In biochemistry class, doctors learn that fat “burns in the flame of carbohydrate.” When one is eating enough carbohydrates, fat can be completely broken down as well. But when one’s body runs out of carb fuel to burn, its only choice is to burn fat inefficiently using a pathway that produces toxic byproducts like acetone and other so-called “ketones.” The acetone escapes through the lungs–giving Atkins followers what one weight-loss expert calls “rotten-apple breath”–and the other ketones have to be excreted by the kidneys. We burn fat all the time; it’s only when we are carbohydrate deficient and have to burn fat ineffectively that we go into what’s called a state of ketosis, defined as having so much acetone in our blood it noticeably spills out into our lungs or so many other ketones they spill out into our urine.
To wash these toxic waste products out of our system our body uses a lot of water.
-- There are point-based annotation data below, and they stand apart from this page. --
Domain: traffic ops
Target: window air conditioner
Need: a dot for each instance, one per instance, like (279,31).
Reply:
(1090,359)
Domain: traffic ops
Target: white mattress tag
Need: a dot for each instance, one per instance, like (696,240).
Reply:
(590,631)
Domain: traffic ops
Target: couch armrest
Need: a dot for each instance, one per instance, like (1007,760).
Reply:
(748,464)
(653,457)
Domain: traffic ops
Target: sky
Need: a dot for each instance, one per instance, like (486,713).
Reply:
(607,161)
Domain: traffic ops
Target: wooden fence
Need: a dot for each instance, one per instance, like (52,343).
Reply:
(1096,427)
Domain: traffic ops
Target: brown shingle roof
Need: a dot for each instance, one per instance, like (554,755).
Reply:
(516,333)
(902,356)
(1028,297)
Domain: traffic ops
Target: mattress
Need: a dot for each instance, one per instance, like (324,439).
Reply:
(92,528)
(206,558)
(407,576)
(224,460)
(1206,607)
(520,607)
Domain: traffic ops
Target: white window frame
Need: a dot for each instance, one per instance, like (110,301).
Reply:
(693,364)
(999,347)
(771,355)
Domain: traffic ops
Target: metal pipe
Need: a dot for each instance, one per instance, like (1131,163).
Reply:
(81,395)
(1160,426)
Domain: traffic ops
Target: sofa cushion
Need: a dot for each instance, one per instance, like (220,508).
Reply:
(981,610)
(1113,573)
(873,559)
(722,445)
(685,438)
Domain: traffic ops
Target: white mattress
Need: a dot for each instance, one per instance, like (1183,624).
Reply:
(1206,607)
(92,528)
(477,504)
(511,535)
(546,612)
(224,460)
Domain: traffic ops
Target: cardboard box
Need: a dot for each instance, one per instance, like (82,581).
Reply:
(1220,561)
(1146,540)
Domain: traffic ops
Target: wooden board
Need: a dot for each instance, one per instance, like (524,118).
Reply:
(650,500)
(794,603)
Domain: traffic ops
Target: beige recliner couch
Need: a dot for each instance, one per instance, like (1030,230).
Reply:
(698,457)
The diuretic effect of low carb diets can result in people losing a gallon of water in pounds the first week. This precipitous early weight loss encourages dieters to continue the diet even though they have lost mostly water weight and the state of ketosis may be making them nauseous or worse. If one wanted to try to lose water weight, sweating it away in a sauna may be a more healthful way.
The Director of Yale University’s Center for Eating and Weight Disorders explains the miracle formula used by diet books to become bestsellers for over a century now: “easy, rapid weight loss; the opportunity to eat your favorite foods and some scientific ‘breakthrough’ that usually doesn’t exist.” The rapid loss of initial water weight seen particularly on low carb diets has an additional sales benefit. By the time people gain back the weight, they may have already told all their friends to buy the book, and the cycle continues. This has been used to explain why low carb diets have been such “cash cows” for publishers over the last 140 years. As one weight loss expert notes, “Rapid water loss is the $33-billion diet gimmick.”